All the same, I'm very pleased with the way that the fan society is shaping up. It means that I am getting out of the house and seeing people who I can regard as peers, which is something I just haven't really done for years. Heck, I'm even getting out to parties, which is something I didn't habitually do during my (first) studenthood. They're a nice crowd of people, as far as I can tell from only two or three meetings, and very open-minded. They should even be a good influence on me.
Anyway, so last night we watched the first episode of Bubblegum Crisis 2040 (girl comes to Tokyo, works for company which makes humanoid robots, wonders about fabled vigilante group who deal with out-of-control robots, is saved by a member of said group, tries to join said group), that well-known Merton/Hislop animé Have I Got News For You?, the first episode of the big-on-gore-small-on-plot Cyber Gene (? may have the title wrong there), the not-animé-but-very-silly-and-very-cool Tank Girl, then we sat around chatting from about half past midnight.

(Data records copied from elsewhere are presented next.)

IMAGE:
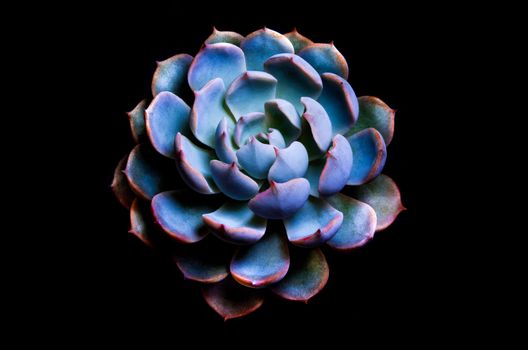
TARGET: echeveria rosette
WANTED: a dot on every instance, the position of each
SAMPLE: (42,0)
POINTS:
(245,181)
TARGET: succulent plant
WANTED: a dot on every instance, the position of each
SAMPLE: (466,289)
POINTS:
(241,186)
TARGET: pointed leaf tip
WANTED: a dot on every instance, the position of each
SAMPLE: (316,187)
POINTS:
(262,263)
(383,195)
(281,200)
(307,276)
(314,224)
(230,300)
(235,223)
(120,186)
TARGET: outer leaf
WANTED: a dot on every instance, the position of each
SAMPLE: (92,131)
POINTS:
(224,37)
(261,45)
(370,154)
(235,223)
(230,300)
(359,222)
(222,60)
(136,118)
(306,277)
(340,102)
(249,92)
(149,173)
(314,224)
(299,41)
(120,186)
(296,78)
(166,116)
(180,215)
(171,74)
(262,263)
(281,200)
(374,113)
(208,110)
(325,58)
(141,222)
(383,196)
(193,165)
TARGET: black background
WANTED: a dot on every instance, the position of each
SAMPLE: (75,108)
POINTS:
(402,281)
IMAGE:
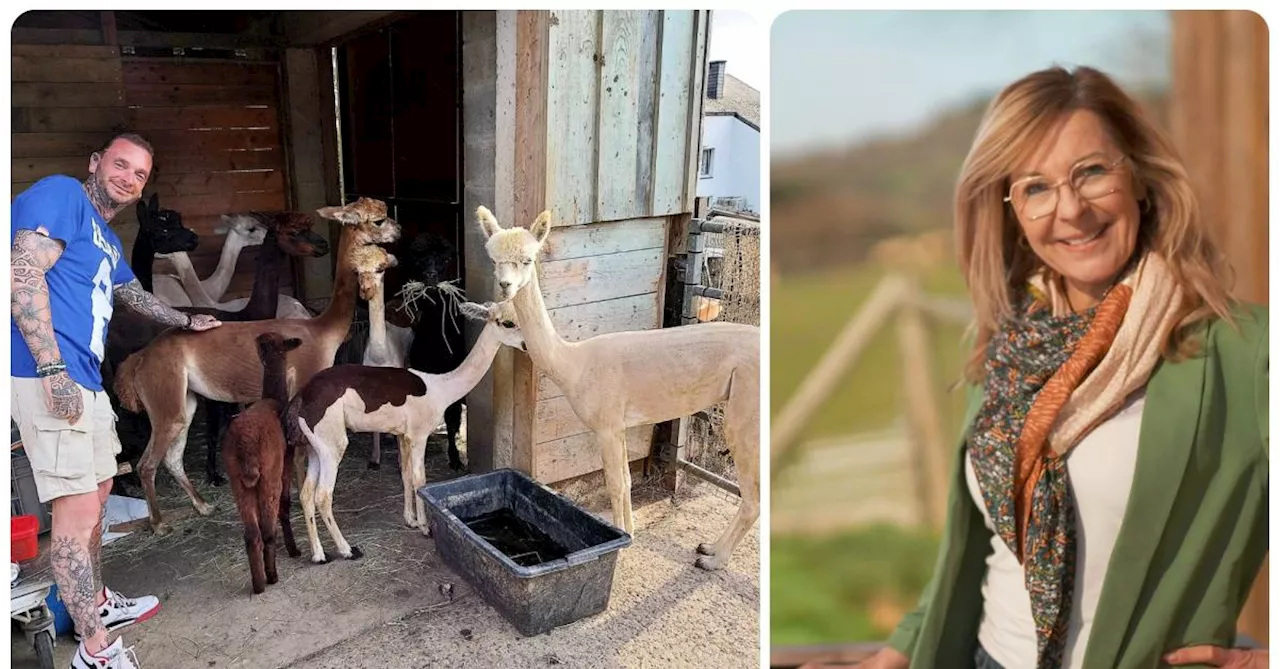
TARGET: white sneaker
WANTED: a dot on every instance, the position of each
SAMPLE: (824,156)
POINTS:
(114,656)
(119,612)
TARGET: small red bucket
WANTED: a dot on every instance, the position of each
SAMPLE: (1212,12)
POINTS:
(23,540)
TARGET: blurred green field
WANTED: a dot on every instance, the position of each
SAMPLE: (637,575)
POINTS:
(856,585)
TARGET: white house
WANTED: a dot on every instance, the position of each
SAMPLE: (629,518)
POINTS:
(728,165)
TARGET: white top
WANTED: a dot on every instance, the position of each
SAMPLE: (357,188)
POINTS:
(1101,472)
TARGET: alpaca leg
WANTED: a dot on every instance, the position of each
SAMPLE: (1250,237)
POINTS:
(375,453)
(743,432)
(173,461)
(613,454)
(452,424)
(324,499)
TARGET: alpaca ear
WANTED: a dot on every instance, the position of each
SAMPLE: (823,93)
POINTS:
(488,223)
(338,214)
(474,311)
(542,227)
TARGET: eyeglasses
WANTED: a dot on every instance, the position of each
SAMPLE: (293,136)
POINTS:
(1034,197)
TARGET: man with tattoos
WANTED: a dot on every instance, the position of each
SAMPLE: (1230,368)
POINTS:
(67,270)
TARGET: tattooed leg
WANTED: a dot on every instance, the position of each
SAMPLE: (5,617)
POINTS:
(74,517)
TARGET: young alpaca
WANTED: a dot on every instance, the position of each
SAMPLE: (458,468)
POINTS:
(378,352)
(406,403)
(254,454)
(618,380)
(170,371)
(241,232)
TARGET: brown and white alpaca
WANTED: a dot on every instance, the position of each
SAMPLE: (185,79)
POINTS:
(241,232)
(406,403)
(379,351)
(620,380)
(254,456)
(167,375)
(287,306)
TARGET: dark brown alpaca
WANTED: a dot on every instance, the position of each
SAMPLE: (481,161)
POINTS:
(254,456)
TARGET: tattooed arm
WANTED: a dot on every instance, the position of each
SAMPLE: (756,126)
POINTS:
(32,255)
(136,298)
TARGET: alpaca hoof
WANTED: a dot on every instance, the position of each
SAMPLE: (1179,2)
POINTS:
(708,563)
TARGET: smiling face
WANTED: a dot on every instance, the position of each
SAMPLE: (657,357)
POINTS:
(1088,242)
(119,173)
(513,251)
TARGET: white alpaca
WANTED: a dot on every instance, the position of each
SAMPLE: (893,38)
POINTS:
(187,289)
(620,380)
(406,403)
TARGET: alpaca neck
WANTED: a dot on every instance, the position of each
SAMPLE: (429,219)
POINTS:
(545,347)
(215,287)
(264,299)
(342,303)
(142,257)
(274,385)
(460,381)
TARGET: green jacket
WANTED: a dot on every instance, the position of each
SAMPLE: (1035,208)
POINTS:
(1193,536)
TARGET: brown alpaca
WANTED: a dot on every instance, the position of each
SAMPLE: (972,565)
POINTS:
(167,375)
(254,456)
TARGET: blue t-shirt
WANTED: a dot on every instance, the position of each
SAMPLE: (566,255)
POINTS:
(80,284)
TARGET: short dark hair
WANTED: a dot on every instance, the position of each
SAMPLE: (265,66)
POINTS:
(132,138)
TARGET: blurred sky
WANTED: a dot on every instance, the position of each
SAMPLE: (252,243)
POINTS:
(736,40)
(842,76)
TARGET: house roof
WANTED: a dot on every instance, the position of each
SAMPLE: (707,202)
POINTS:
(737,99)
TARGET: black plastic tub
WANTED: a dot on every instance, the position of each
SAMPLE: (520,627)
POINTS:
(563,580)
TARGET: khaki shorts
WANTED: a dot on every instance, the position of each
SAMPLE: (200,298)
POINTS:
(67,459)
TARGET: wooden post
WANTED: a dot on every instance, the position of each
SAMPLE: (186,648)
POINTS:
(831,369)
(924,421)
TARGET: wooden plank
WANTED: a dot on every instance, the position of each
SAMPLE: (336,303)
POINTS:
(626,81)
(63,50)
(232,117)
(67,95)
(225,182)
(576,456)
(69,119)
(168,72)
(670,164)
(567,243)
(197,94)
(698,78)
(574,85)
(65,69)
(218,204)
(599,278)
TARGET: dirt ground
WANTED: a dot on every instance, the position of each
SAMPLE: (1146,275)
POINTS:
(392,606)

Topics of discussion included animals, dreams and families, oddly enough. There was a move to go to bed at three, but it failed; the four o'clock move to bed succeeded. Nobody else took the spare bed, so I did, and ended up with a good night's sleep instead of a bad one. Well, if people are going to be so nice...

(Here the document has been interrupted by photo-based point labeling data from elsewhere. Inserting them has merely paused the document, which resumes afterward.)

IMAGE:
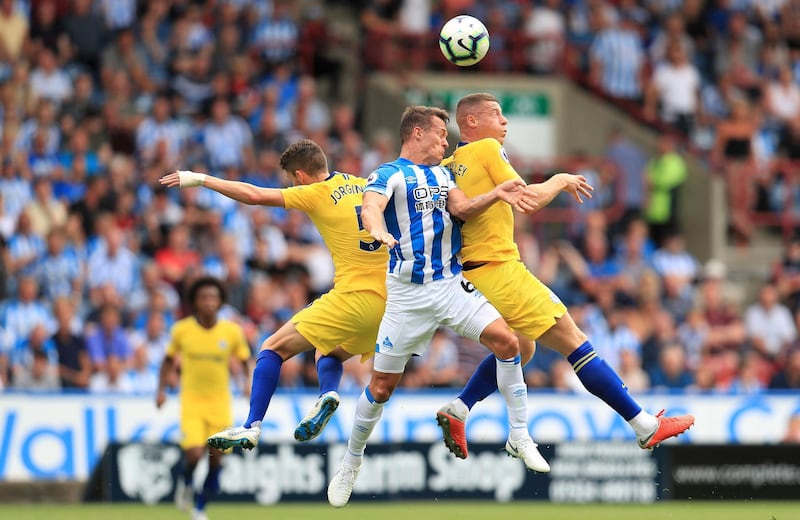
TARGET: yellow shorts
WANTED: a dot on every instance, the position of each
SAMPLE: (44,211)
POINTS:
(202,417)
(527,305)
(349,320)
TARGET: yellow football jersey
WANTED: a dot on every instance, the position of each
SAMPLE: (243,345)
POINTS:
(206,354)
(478,167)
(334,206)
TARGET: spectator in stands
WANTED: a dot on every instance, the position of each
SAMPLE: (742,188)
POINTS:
(34,364)
(25,312)
(13,32)
(671,372)
(769,324)
(109,350)
(789,377)
(226,138)
(176,260)
(545,25)
(675,90)
(666,173)
(74,367)
(45,211)
(59,272)
(87,35)
(48,80)
(617,59)
(733,152)
(25,248)
(112,263)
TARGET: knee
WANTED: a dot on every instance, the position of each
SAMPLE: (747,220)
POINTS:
(506,346)
(381,391)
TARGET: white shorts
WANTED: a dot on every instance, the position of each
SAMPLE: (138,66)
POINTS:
(415,311)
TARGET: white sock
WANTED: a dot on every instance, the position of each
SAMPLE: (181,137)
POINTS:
(367,416)
(644,424)
(459,407)
(512,385)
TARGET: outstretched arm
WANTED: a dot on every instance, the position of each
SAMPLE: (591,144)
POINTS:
(241,191)
(512,192)
(574,184)
(372,208)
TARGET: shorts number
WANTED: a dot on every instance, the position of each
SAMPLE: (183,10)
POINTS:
(365,246)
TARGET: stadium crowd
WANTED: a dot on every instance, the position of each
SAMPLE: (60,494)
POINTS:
(100,98)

(Digression: I also inadvertently fasted for 21 hours, between leaving my house at 6:30 yesterday evening and getting home at 3:30 this afternoon, other than a couple of glasses of Sprite, one of which had added coffee. This is really hammering home just how finicky and pernickety - no, let's call a spade a spade here, how immature - my attitudes really are about food. Some of you have seen one way in which this manifested itself, which wasn't pretty. The people I offended at the time have forgiven me, but I still feel bad about it. I want to try to work this out in my own mind some more some day, so I can work out what the issue really is. Then I'll write about it some more. It's not like going from home in Middlesbrough to another house in Middlesbrough is an exotic culinary adventure.)
It was particularly refreshing to see Middlesbrough from another perspective, from a student's point of view - to see what the concerns of a sizeable chunk (10%?) of the town's population are. It was also very interesting to be at an event where some of the people were on LiveJournal, but some of the people were not. Those on LJ have such a better idea of the moods, thoughts and opinions of the others who are on than who are not to the extent that there's almost a weak sort of telepathy or at least shared empathy between the LJ users - a remarkable local demonstration of the difference between the haves and the have nots in the information race.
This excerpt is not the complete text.